What mods did you have??


----------



## dude515 (Mar 30, 2011)

ram air hood, cai, custom cat-back, and dyno tune. also have upgraded brakes and audio.


----------



## svede1212 (Nov 1, 2005)

The only way you'll break the stock drive shaft without more than the ^ 20 HP over stock gain is wheel hop. Axle stubs are much more prone to twisting off followed by half shafts. 100-150 is a reasonable shot


----------



## dustyminpin (Jun 19, 2006)

svede1212 said:


> The only way you'll break the stock drive shaft without more than the ^ 20 HP over stock gain is wheel hop. Axle stubs are much more prone to twisting off followed by half shafts. 100-150 is a reasonable shot


:agree

The '05 Texas-Speed heads/cam/intake goat I've ran against a couple times runs a 125 shot all day long. Not a single hiccup and on a stock bottom end and drivetrain. Wheel hop will rip any gto's drivetrain to shreds.

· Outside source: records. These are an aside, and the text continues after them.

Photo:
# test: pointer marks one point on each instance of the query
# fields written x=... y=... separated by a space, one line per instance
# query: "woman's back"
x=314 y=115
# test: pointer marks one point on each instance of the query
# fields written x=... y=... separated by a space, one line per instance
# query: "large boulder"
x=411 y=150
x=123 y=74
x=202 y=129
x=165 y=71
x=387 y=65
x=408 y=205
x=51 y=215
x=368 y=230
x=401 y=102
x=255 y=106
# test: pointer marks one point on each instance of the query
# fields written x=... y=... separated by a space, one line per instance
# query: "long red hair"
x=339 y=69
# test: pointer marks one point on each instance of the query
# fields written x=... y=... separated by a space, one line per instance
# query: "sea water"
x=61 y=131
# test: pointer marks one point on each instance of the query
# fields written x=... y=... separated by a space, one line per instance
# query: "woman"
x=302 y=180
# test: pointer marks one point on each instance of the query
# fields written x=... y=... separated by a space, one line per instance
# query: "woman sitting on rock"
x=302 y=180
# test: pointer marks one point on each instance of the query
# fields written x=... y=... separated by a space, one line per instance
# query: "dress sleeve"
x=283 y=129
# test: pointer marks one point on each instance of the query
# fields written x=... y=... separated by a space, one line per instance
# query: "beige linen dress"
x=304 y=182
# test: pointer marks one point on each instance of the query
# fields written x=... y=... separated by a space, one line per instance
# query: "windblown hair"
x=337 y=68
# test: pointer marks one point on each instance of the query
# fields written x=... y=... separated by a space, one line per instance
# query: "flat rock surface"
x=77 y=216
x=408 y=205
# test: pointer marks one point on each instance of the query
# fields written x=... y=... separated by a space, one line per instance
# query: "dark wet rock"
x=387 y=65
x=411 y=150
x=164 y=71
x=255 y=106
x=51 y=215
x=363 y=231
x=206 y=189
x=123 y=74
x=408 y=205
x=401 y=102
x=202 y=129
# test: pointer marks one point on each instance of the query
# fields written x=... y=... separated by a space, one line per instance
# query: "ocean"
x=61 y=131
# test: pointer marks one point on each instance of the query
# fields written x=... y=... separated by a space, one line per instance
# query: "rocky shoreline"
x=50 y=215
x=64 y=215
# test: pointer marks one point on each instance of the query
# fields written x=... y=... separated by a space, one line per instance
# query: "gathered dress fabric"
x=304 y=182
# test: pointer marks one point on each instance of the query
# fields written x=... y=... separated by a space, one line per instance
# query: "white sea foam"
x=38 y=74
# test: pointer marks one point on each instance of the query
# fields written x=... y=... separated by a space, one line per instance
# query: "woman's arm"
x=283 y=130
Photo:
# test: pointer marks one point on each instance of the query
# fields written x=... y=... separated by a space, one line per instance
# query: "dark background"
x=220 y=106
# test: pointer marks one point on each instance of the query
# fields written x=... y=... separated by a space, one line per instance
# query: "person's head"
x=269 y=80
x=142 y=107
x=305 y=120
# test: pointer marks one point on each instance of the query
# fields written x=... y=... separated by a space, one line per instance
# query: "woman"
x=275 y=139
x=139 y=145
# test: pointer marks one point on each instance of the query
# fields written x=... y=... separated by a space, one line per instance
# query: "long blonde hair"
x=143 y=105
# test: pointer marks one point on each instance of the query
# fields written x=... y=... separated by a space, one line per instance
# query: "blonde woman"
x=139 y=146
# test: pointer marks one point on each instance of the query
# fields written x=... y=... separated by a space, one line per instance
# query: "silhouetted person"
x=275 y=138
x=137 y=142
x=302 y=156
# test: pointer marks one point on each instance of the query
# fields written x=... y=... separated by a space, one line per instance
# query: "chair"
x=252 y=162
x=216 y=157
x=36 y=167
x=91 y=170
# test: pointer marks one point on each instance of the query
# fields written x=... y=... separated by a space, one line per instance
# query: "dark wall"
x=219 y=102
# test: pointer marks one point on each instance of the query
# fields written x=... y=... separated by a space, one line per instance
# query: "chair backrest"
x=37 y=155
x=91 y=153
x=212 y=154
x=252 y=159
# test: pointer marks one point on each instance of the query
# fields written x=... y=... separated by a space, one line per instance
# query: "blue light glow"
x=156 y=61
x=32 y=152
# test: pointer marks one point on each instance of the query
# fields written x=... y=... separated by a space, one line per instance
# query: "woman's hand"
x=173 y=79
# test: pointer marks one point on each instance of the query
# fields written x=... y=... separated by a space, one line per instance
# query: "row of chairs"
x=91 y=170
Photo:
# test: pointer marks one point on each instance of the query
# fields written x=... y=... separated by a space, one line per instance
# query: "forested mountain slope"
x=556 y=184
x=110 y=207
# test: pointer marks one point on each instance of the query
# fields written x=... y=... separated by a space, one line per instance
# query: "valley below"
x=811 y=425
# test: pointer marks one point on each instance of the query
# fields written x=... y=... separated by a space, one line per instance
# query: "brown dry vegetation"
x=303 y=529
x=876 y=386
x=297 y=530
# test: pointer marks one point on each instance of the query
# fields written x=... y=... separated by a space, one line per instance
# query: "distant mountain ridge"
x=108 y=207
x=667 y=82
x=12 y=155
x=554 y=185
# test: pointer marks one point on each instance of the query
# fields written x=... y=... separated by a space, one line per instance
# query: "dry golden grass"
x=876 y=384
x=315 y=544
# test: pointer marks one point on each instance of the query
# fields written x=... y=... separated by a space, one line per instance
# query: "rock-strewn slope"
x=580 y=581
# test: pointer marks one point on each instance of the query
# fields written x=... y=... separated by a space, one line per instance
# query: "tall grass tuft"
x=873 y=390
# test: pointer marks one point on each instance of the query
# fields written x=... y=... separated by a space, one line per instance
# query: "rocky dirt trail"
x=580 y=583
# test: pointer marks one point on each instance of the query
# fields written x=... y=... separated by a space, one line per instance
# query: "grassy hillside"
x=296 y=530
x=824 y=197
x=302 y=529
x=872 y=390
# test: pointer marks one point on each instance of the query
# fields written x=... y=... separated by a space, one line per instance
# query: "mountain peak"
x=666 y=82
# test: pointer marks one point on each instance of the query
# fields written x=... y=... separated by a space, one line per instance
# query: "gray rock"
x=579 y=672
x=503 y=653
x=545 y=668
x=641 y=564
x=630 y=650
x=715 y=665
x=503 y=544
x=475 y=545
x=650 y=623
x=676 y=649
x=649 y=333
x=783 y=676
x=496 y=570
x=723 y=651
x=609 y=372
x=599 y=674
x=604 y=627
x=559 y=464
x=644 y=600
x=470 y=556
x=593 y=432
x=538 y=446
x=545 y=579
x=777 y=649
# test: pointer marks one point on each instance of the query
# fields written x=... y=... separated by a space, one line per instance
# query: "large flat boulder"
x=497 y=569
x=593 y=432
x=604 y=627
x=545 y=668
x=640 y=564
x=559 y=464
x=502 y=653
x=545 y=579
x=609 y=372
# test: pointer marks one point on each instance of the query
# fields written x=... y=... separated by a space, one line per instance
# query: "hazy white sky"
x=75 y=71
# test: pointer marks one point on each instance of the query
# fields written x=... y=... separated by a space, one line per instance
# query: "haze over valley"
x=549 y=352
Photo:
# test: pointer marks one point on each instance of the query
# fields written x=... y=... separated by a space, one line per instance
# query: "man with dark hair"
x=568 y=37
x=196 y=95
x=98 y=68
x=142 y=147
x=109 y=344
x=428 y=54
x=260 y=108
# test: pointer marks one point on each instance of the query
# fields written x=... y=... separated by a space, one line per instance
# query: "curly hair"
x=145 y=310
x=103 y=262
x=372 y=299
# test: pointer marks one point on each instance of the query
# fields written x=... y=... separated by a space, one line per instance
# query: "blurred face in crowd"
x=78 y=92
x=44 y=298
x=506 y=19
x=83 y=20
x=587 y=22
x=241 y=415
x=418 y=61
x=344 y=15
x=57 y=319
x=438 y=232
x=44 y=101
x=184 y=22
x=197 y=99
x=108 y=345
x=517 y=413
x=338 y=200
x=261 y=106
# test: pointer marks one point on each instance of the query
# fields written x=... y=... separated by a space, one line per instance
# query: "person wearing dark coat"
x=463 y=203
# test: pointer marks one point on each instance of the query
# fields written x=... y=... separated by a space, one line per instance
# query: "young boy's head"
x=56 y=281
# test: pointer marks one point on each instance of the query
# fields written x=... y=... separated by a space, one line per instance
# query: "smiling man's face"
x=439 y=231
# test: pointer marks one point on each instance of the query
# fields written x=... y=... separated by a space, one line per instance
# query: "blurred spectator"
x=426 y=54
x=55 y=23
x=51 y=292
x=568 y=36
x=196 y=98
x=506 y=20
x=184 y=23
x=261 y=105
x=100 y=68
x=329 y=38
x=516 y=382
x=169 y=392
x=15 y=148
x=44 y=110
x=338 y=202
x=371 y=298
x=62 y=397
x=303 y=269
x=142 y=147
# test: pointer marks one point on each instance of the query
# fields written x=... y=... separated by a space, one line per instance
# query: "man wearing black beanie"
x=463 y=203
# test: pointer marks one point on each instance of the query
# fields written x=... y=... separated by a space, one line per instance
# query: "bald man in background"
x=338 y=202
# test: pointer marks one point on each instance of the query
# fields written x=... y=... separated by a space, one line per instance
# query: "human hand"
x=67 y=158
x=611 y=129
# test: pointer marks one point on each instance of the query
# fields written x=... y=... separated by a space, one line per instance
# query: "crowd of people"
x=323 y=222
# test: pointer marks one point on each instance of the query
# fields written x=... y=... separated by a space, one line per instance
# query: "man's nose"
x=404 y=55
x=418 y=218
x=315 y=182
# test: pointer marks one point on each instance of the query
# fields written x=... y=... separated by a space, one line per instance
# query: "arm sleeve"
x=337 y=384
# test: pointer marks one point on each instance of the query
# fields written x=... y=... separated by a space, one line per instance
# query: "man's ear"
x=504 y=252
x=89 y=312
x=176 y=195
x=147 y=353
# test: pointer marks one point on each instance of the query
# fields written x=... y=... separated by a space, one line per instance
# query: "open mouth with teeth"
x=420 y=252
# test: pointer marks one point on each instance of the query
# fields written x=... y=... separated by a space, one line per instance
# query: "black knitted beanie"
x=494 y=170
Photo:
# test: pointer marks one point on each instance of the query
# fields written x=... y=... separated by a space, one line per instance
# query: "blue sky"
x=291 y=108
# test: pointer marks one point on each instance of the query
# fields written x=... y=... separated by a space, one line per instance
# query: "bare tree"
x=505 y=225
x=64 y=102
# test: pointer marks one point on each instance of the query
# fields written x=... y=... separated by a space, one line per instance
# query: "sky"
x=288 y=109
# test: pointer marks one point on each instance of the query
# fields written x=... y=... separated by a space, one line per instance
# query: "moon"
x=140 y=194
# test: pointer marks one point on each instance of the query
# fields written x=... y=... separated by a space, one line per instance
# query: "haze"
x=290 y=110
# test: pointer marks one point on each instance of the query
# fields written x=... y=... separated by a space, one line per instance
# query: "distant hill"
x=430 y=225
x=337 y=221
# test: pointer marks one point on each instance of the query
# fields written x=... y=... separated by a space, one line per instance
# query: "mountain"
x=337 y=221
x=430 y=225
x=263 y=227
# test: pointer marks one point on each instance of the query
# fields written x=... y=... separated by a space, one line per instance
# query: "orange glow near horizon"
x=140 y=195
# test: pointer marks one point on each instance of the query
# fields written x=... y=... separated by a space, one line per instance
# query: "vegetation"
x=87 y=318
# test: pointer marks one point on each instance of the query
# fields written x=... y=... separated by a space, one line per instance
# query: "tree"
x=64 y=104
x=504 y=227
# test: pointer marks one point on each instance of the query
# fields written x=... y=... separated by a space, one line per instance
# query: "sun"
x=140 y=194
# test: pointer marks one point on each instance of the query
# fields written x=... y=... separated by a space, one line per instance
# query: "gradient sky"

Some experience it, others don't.


----------



## L8R-GT (Jul 23, 2011)

Sorry for the delay but work got me I was thinking of a 100-150 shot it is a auto so the shock to the drive train will be less than a six speed I only want to make a few passes I don't want to run it weekly maybe twice a year. It has CAI AND spin tech exhuast how fast with a good tune should it go


----------



## Gtslowm6 (Aug 1, 2011)

It's all in the tune man do a wet kit and I'd say a 200 shot on a good tune I've seen ls2 s run a 200 shot for two years every weekend find someone who knows what the f*%^ they are doing and you will be fine I ran 100
Shot for a year on a motor tune before I went turbo


----------